Cue the music: “With a little understanding, you can find the perfect blend. Neighbours should be there for one another. That’s when good neighbours become good friends.” The lyrics to every Aussie’s favourite soap opera offer solid advice, especially when discussing renovations.

Deteriorating relations with neighbours can significantly impede your project timeline. Home extensions in the UK overrun by an average of two and a half months. Astonishingly, more than one in 10 renovators experience project delays because of conflicts with their neighbours, according to research by building system company hup!. That’s a lot of delays and expense that could have been avoided.

If you’re extending, neighbours can challenge proposed changes by lodging appeals with the council. You can
take the traditional approach by attaching your proposal to the nearest lamppost. However, to speed up the process, involving your neighbours before submitting plans – especially for substantial extensions – is always advisable. Letting them know before the planning permission stage may save you time and money. It’s the easiest way to start the process, especially if you already have a good relationship with the people on either side of you.

It is not required by law, but it is good practice and manners to inform your neighbours of proposed work, regardless of planning permission. Communicate in person or provide a written note outlining your plans, the work hours of contractors, and the proposed timeline, so they know what is happening and how long it’s likely to take.

Construction noise and neighbour woes

As construction work is typically very noisy, your renovation is almost guaranteed to disturb your neighbours. Noise restrictions are generally from 8am to 6pm, depending on your area, but your neighbours may work from home or have night shifts and sleep during the day. You need to listen to your neighbours and work out a compromise so relationships aren’t strained, and your renovation is still full steam ahead.

“When you’ve got mess, noise and multiple tradespeople coming and going over a long period of time, it’s understandable how fallouts can escalate,” says Alex Hewitt, marketing director at the building system hup!. “Communication is always key to help avoid disagreements with neighbours.”

neighbour-friendly renovation
Photography: iStock/ Seahorse Vector

What happens if relationships start to break down?

First, try speaking to them directly so both parties’ concerns can be heard. Try having them over for a sit-down chat rather than a confrontation in a doorway.

One of the more common issues regarding disputes between neighbours is not listening to their concerns, says Renan Ferreira, head of communications and director of sales of RealCraft. “If your neighbours express concerns, take them seriously,” says Renan. “Work together to find solutions that address their worries. This might involve adjusting the construction schedule, using sound barriers, or taking other measures to mitigate potential issues. You want to do everything in your power to keep your neighbours happy as often renovations bring up other issues that could extend the deadline.”

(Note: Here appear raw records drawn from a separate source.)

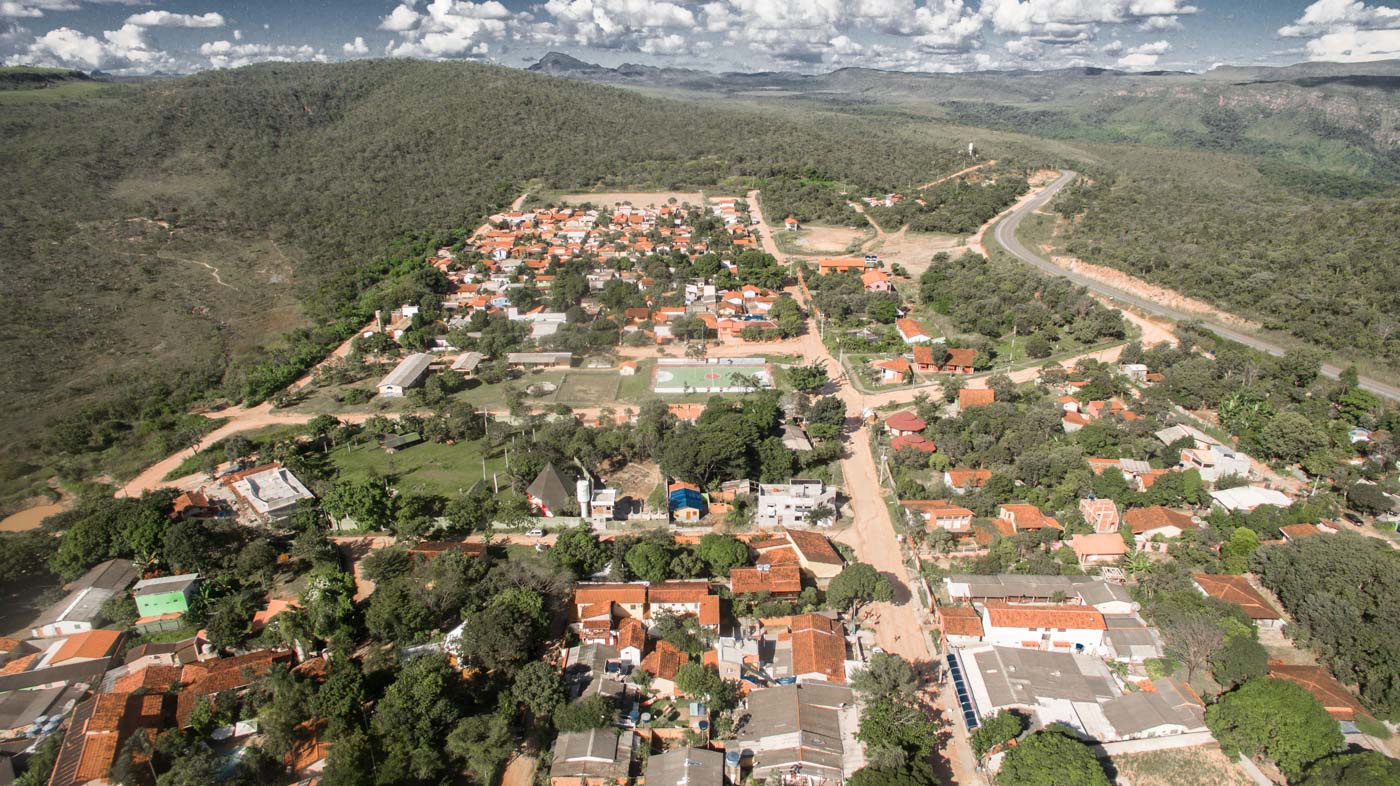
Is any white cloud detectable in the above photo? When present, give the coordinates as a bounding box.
[981,0,1197,43]
[379,0,511,57]
[1138,17,1182,32]
[199,41,330,69]
[126,11,224,28]
[1308,29,1400,63]
[6,24,172,73]
[1278,0,1400,38]
[1278,0,1400,63]
[0,0,78,18]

And should disputes escalate, you can involve third parties to help mitigate the problems. For example, in the planning permission stage of your renovation, you can involve your project planner or architect to address the concerns. Renan emphasises the importance of documenting agreements or discussions to mitigate potential escalations. No one wants to escalate these issues, but if you have to, the evidence is there.

And if the worst comes to the worst you could try humming the Neighbours theme tune to yourself as a way to calm down and help de-escalate any issues.